Rafles, captures, exécutions ou menaces d’exécution, viols, pillage des maigres biens et des réserves de nourriture, passages à tabac, travaux forcés de portage des munitions ou de ravitaillement des combattants : le même modus operandi est implacablement décrit par ces victimes. Un récit de la terreur qui s’est abattue sur eux au cours des longues années de guerre civile. « Après avoir rassemblé les gens, ils ont dit qu’ils allaient les brûler. Et avant cela, ils en ont tué un devant nous, juste à côté de la maison de mon oncle », raconte Civilian 36.
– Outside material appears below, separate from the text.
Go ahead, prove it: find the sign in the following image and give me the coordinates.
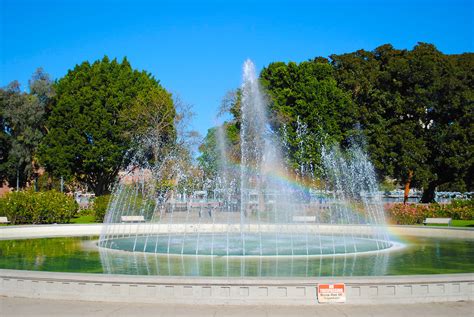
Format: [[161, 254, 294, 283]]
[[318, 283, 346, 303]]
Cela s’est passé en 2001, disent presque tous les témoins. Certains noms des chefs armés reviennent régulièrement : le commandant Stanley, des forces armées du Liberia, ou le tristement célèbre Zig Zag Marzah, un Libérien qui a raconté publiquement en 2009 devant le Tribunal spécial pour la Sierra Leone, ses actes barbares et son cannibalisme, mais n’a jamais été jugé. L’accusé est au centre de l’attention. « Le type qui a commis cela s’appelait Gibril – ou ‘Deuxième après Dieu’. Tels étaient les deux noms qu’il utilisait », déclare Civilian 36, dont les arcades sourcilières proéminentes et les très longs cils accentuent la profondeur du regard. « Qui était Gibril ? » demande le procureur. « Gibril Massaquoi, commandant des rebelles du RUF », répond le témoin. « Il disait être à côté de Dieu. »

La bataille des dates

« Nous avons vu un groupe d’hommes armés, poursuit-il. Ils nous ont capturés. Ils ont ligoté certains de mes amis. L’un d’eux a dit : nous allons tous vous tuer. Certains étaient des soldats de Charles Taylor, certains étaient du RUF. Ils avaient uni [leurs forces]. Ils ont attaché mes amis les uns aux autres, comme ils convoyaient les esclaves jadis. Ils ont dit que nous devions aller à Kamatahun. L’un d’eux m’a frappé à la tête avec son arme. Nous avions tous peur en chemin. Nous avons atteint Kamatahun. Ils ont mis des gens dans une maison. Puis ils y ont mis le feu. » A ce souvenir, le témoin s’effondre en larmes. « Après les avoir brûlés, ils nous ont donné des munitions à transporter à Popalahun. Là, nous avons trouvé Zig Zag Marzah. Devant moi, il a exécuté un homme, a arraché son cœur et l’a mangé. »

Zig Zag n’est pas le seul, selon le témoin, à s’adonner au rituel cannibale. « Un autre est arrivé et a dit qu’il était l’Ange Gabriel », le surnom le plus couramment attribué à Massaquoi dans ce procès. « Ils ont tous participé au massacre. » Selon un autre témoin, « Civilian 50 », c’est cet Ange Gabriel qui a donné l’ordre de rassembler les gens dans cette maison. « Il a dit : si nous ne pouvons pas vous tuer, le feu vous tuera. » Pourtant, lorsqu’il a été interrogé par la police finlandaise, Civilian 50 n’a jamais évoqué cet ange, remarque l’avocat de la défense. Et il avait désigné Zig Zag comme le donneur d’ordre.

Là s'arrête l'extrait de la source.